Question.—“What answer did you make?”
Answer.—“I told him ‘No.’”
Question.—“Did he say anything more?”
Answer.—“He said—‘If you could, there’s a £10 note for you.’”
Question.—“What did you say to that?”
Answer.—“I told him I could not. I then said, ‘I must go, the horses are in the fly ready for us to start.’ I do not recollect that he said anything more about the jar. I said, that if I didn’t go somebody else would go. He told me not to be in a hurry, for if anybody else went he would pay me. I saw him again next morning, when I was going to breakfast. He asked me then who went with the fly. I told him Mr. Stevens, and, I believed, one of Mr. Gardner’s clerks.”
Cross-examined by Mr. Serjeant Shee.—“Were not the words that Palmer used—‘I wouldn’t mind giving £10 to break Stevens’s neck?’”
Answer.—“I don’t recollect the words ‘break his neck.’”
Question.—“Well, ‘upset him.’ Did he say, ‘I wouldn’t mind giving £10 to upset him?’”

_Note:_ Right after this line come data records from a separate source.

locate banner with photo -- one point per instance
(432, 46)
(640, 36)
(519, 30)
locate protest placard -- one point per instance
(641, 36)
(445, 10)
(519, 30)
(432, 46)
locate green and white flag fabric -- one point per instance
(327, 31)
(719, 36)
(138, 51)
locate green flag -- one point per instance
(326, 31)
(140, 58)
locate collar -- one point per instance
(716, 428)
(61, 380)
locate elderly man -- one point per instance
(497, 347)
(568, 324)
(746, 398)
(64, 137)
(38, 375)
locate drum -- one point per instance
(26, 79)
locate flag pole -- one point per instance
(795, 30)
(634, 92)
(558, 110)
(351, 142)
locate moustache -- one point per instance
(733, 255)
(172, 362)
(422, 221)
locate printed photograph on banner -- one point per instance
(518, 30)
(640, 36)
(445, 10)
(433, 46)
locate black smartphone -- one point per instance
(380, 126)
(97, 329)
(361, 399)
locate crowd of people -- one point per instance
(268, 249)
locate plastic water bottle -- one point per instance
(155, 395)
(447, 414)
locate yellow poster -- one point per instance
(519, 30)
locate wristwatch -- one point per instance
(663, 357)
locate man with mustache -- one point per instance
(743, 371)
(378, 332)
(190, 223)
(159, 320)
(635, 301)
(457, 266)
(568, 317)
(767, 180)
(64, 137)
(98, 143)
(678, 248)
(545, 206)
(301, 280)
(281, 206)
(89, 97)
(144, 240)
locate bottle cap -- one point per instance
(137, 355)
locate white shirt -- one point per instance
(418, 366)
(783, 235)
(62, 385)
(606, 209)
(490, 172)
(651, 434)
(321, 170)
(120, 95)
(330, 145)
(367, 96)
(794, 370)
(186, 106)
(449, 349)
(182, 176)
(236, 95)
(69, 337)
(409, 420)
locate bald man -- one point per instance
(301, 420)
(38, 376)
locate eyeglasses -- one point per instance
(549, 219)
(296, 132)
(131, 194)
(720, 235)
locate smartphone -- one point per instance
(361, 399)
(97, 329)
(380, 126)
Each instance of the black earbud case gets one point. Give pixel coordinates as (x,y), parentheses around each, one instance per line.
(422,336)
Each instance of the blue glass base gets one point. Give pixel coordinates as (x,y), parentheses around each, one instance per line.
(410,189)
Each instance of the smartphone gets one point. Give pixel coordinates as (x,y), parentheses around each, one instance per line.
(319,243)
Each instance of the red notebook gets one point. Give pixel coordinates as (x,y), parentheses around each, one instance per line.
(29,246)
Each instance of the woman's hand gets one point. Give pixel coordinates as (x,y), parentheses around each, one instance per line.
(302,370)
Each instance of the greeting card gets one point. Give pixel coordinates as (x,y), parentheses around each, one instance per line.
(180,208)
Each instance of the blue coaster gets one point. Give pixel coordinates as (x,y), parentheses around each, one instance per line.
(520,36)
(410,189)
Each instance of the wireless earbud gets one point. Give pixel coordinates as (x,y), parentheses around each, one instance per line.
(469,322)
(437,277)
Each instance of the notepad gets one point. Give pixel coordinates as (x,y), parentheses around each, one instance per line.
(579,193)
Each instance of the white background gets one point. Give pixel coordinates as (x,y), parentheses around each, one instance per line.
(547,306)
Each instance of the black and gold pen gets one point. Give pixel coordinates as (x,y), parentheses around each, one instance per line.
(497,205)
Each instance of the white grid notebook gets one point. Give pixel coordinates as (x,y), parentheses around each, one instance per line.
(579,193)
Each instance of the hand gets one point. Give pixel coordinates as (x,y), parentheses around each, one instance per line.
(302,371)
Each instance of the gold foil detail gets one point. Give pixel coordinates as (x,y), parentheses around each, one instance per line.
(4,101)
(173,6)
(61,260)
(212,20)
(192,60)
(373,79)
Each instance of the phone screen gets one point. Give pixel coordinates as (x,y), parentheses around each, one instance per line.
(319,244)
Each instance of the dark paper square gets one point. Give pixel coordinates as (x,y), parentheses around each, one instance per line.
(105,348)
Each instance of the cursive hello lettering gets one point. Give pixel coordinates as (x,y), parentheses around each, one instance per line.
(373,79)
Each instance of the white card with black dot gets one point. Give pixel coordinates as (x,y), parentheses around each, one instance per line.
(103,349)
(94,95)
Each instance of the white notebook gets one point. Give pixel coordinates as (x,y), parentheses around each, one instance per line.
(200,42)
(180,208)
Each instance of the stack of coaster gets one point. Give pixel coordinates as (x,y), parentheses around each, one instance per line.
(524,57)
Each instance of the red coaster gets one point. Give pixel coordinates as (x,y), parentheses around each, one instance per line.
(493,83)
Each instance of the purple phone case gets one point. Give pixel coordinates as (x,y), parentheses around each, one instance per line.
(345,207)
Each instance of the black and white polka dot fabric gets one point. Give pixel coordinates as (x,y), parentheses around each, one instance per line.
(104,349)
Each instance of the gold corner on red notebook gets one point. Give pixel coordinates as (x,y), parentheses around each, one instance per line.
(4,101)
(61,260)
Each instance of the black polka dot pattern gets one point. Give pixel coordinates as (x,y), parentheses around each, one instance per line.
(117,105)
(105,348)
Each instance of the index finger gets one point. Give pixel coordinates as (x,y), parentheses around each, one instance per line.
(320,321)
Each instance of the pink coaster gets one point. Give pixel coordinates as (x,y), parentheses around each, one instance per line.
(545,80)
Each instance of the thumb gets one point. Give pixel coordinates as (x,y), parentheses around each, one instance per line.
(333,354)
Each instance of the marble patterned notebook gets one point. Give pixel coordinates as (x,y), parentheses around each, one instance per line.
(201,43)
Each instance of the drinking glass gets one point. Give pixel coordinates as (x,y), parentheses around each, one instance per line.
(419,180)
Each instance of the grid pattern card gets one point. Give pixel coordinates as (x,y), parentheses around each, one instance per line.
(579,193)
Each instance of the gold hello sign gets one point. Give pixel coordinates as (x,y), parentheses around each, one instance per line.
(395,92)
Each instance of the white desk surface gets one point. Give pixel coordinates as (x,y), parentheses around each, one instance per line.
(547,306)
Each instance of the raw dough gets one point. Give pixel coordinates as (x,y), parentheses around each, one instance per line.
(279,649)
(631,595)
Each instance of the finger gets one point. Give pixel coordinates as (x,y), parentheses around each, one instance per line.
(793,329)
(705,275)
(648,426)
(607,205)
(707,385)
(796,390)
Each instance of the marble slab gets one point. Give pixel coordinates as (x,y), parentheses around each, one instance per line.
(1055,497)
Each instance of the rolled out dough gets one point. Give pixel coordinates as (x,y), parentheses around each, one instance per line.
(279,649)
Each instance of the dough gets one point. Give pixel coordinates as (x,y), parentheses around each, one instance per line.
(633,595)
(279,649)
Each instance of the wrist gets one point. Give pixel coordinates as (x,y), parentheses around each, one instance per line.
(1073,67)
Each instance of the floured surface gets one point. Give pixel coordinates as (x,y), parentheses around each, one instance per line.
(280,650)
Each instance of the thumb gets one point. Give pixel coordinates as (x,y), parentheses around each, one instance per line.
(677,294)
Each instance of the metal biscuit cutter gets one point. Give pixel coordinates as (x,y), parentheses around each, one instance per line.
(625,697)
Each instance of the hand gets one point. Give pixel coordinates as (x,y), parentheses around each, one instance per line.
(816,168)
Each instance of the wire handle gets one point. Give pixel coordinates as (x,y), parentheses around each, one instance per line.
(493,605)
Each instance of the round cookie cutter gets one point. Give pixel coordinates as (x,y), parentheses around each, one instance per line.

Answer.—“Yes; I believe those were the words. I do not know that Palmer appeared to have been drinking. I don’t recollect that he had. I can’t say that he used any epithet, applied to Stevens—he said it was a humbugging concern altogether, or something of that. I don’t recollect that he said Stevens was a troublesome fellow, and very inquisitive. I don’t remember anything more than I have said. I do not know whether there was more than one jar.”